Before explaining what this view contains and how to interpret it, you should remember that GoldenGate replicates data by replaying changes that occurred on the source database. One of the most important problems GoldenGate must solve is to identify the exact row that must be updated or deleted on the target database. This means that GoldenGate needs a way to uniquely identify every row in a table.

The simplest solution is a primary key, but GoldenGate row identification can also be done through a non-null unique index. When neither exists, GoldenGate must fall back to less efficient mechanisms. This means using all available columns to identify a row.

The DBA_GOLDENGATE_NOT_UNIQUE view contains tables that have no primary key and no non-null unique index. It is there to help you identify potential issues in your database schema and prepare in the best possible way a migration with GoldenGate or any replication work.

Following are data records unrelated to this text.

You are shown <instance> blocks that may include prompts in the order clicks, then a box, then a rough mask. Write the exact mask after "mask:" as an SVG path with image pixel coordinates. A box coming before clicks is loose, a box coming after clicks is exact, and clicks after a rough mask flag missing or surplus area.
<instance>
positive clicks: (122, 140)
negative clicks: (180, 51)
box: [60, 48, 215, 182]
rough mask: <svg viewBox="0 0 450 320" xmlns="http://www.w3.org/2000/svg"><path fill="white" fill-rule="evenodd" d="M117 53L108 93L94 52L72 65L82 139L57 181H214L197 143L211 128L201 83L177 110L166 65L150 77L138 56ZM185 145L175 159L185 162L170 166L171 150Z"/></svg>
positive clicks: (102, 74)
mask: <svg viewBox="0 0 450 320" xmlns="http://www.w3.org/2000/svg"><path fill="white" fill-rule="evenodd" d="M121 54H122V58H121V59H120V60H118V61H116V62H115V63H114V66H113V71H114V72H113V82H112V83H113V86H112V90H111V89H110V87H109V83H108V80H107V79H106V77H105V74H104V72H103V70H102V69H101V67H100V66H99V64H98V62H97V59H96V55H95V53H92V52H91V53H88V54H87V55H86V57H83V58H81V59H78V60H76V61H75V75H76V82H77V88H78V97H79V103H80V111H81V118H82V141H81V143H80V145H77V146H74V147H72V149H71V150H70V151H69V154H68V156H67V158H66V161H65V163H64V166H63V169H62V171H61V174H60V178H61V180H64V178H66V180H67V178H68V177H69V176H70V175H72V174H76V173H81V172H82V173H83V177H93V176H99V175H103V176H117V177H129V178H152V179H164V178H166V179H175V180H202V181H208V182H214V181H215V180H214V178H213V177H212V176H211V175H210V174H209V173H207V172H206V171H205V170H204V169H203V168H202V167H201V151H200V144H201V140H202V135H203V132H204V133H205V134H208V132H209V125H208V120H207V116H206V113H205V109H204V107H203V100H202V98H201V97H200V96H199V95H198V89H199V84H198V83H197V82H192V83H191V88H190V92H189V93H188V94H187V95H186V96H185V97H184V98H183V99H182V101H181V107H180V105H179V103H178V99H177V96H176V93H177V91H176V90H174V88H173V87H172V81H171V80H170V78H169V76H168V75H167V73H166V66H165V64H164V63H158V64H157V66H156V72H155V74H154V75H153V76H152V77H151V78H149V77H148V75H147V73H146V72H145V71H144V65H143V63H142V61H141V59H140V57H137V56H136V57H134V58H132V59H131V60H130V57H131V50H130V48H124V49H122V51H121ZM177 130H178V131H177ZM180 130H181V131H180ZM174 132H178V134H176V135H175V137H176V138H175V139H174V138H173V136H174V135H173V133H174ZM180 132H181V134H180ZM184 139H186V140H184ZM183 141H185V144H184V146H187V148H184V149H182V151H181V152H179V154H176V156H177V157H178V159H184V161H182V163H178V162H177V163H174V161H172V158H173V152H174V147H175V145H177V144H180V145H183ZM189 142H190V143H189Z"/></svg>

Here is an example of the content of the view:

OWNER			       TABLE_NAME		      BAD_COLUMN
------------------------------ ------------------------------ ----------
APP_PDB1		       TEST_NOPK		      N
APP_PDB1		       TEST_CLOB		      Y

The view is very simple, yet very often misunderstood. The owner and table_name column names are self-explanatory, but let’s talk about bad_column. This column has two possible values: Y and N.

First case – bad_column = 'N'

N is what you will most often see in this view. You should treat these as warnings. If you intend to replicate a table from this list, you can choose to ignore the warning if you don’t care about replication performance.

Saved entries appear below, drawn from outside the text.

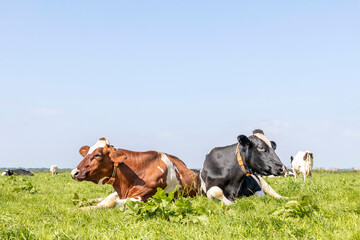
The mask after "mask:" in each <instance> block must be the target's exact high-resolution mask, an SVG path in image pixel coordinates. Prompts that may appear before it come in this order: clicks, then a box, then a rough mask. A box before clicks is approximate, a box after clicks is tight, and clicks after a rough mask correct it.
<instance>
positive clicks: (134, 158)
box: [71, 138, 198, 209]
mask: <svg viewBox="0 0 360 240" xmlns="http://www.w3.org/2000/svg"><path fill="white" fill-rule="evenodd" d="M79 152H80V154H81V155H82V156H83V157H84V159H83V160H82V161H81V162H80V163H79V165H78V166H77V168H75V169H73V170H72V171H71V176H72V178H73V179H75V180H77V181H91V182H93V183H96V184H100V185H102V184H105V183H108V184H112V185H113V187H114V190H115V192H114V193H112V194H110V195H109V196H108V197H106V198H105V199H100V200H102V201H101V202H100V203H99V204H98V205H96V206H91V207H87V208H84V209H95V208H106V207H114V206H120V205H123V204H125V203H126V200H127V199H130V200H131V201H144V202H146V201H147V200H148V198H150V197H152V196H153V195H154V194H155V193H156V191H157V188H162V189H164V190H165V192H166V193H170V192H171V191H173V190H174V189H175V188H176V186H177V185H179V186H180V189H179V190H182V191H184V193H185V195H187V196H194V195H196V194H197V193H198V178H197V175H196V174H195V173H194V172H192V171H191V170H190V169H188V168H187V167H186V165H185V163H184V162H183V161H181V160H180V159H178V158H177V157H175V156H172V155H169V154H166V153H164V152H161V151H148V152H132V151H129V150H125V149H116V148H114V147H113V146H111V145H110V144H109V141H108V140H107V139H105V138H100V139H99V141H98V142H97V143H96V144H95V145H94V146H92V147H89V146H83V147H82V148H80V150H79Z"/></svg>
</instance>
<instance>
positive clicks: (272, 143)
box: [270, 141, 276, 150]
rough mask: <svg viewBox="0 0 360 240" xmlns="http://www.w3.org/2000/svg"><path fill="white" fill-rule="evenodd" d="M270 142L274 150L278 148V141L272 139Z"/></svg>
mask: <svg viewBox="0 0 360 240" xmlns="http://www.w3.org/2000/svg"><path fill="white" fill-rule="evenodd" d="M270 143H271V147H272V148H273V149H274V150H276V142H274V141H271V142H270Z"/></svg>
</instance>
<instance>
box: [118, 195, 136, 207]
mask: <svg viewBox="0 0 360 240" xmlns="http://www.w3.org/2000/svg"><path fill="white" fill-rule="evenodd" d="M127 201H132V202H141V201H142V199H141V197H134V198H127V199H116V207H121V206H124V205H125V204H126V202H127Z"/></svg>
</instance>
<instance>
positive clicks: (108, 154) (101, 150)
mask: <svg viewBox="0 0 360 240" xmlns="http://www.w3.org/2000/svg"><path fill="white" fill-rule="evenodd" d="M79 152H80V154H81V156H83V157H84V159H83V160H82V161H81V162H80V163H79V165H78V166H77V168H75V169H73V170H72V171H71V177H72V178H73V179H75V180H77V181H91V182H93V183H96V184H104V182H105V180H108V179H109V178H110V176H111V174H112V171H113V168H114V163H115V162H118V163H120V162H123V161H124V160H126V158H127V156H126V154H125V153H124V152H123V151H121V150H116V149H115V148H114V147H113V146H110V144H109V141H108V140H107V139H106V138H100V139H99V141H97V143H96V144H95V145H94V146H92V147H89V146H83V147H81V148H80V150H79Z"/></svg>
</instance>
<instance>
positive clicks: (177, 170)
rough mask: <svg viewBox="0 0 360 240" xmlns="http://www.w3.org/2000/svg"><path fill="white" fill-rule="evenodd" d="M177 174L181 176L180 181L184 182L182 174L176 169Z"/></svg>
mask: <svg viewBox="0 0 360 240" xmlns="http://www.w3.org/2000/svg"><path fill="white" fill-rule="evenodd" d="M176 172H177V173H178V174H179V177H180V179H181V180H183V178H182V176H181V174H180V173H179V171H178V170H177V169H176Z"/></svg>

Tables in this list will be replicated using all columns as a substitute key. GoldenGate can usually handle these tables without any functional issue. However, UPDATE and DELETE operations become more expensive because every column must be used to identify the target row.

From my experience, you should still always discuss with the application owner or someone who knows the underlying database schema to try to avoid performance issues. A list of solutions is given at the end of the blog.

Second case – bad_column = 'Y'

If there is one point to remember from this blog, it’s this: you should never replicate data from tables with bad_column='Y' without thorough investigation.

Tables listed here contain one or more columns that GoldenGate cannot safely use as part of a substitute key, such as LONG or CLOB.

Since GoldenGate cannot build a complete substitute key from all columns, row identification becomes problematic. Depending on the table structure and replication configuration, GoldenGate may be unable to correctly locate rows for UPDATE or DELETE operations.

In practice, a table with bad_column='Y' should be considered a candidate for schema remediation before replication (see the list of options below).

Will there be an error if GoldenGate cannot identify uniqueness ?

This is a very common misconception when talking about these primary key issues. GoldenGate does not verify that the columns used for row identification are truly unique. If duplicate rows exist, a replicat may update or delete an unintended row. In many cases no explicit GoldenGate error will be generated because, from GoldenGate’s perspective, a matching row was found. It could silently delete the wrong row, and you will never hear a word about it. In the logs, you won’t see the difference.

What can be done to solve these issues ?

Essentially, there are four possible approaches:

  • If you have the ability to create a primary key or a non-null unique index on the source database, go for it before the initial load of your target database. This is the safest approach because uniqueness is enforced by the database itself.
  • If you cannot alter the source schema but are 100% sure that a subset of columns that already exists in the table can uniquely identify every row, you can use the KEYCOLS keyword in your parameter files.
  • Sometimes, the application design prevents duplicates from being generated. Again, you need to be sure about this. But sometimes, it means that you could rely on the application design.
  • When bad_column is N, you could decide to not do anything. For tables with a lot of activity, it could slow down your replication. During a migration, it could even completely block it in production. This should only be done in last resort.

A common misconception is that every table listed in DBA_GOLDENGATE_NOT_UNIQUE is unsupported by GoldenGate. This is not the case. At the other end of the spectrum, I’ve heard countless of times that these warnings can be ignored. Do that, and you will have nightmares solving issues once you hit production. The view merely highlights tables for which GoldenGate cannot rely on a primary key or a non-null unique index for row identification. The real concern is the bad_column flag: N is a performance warning, while Y deserves immediate investigation before any replication project.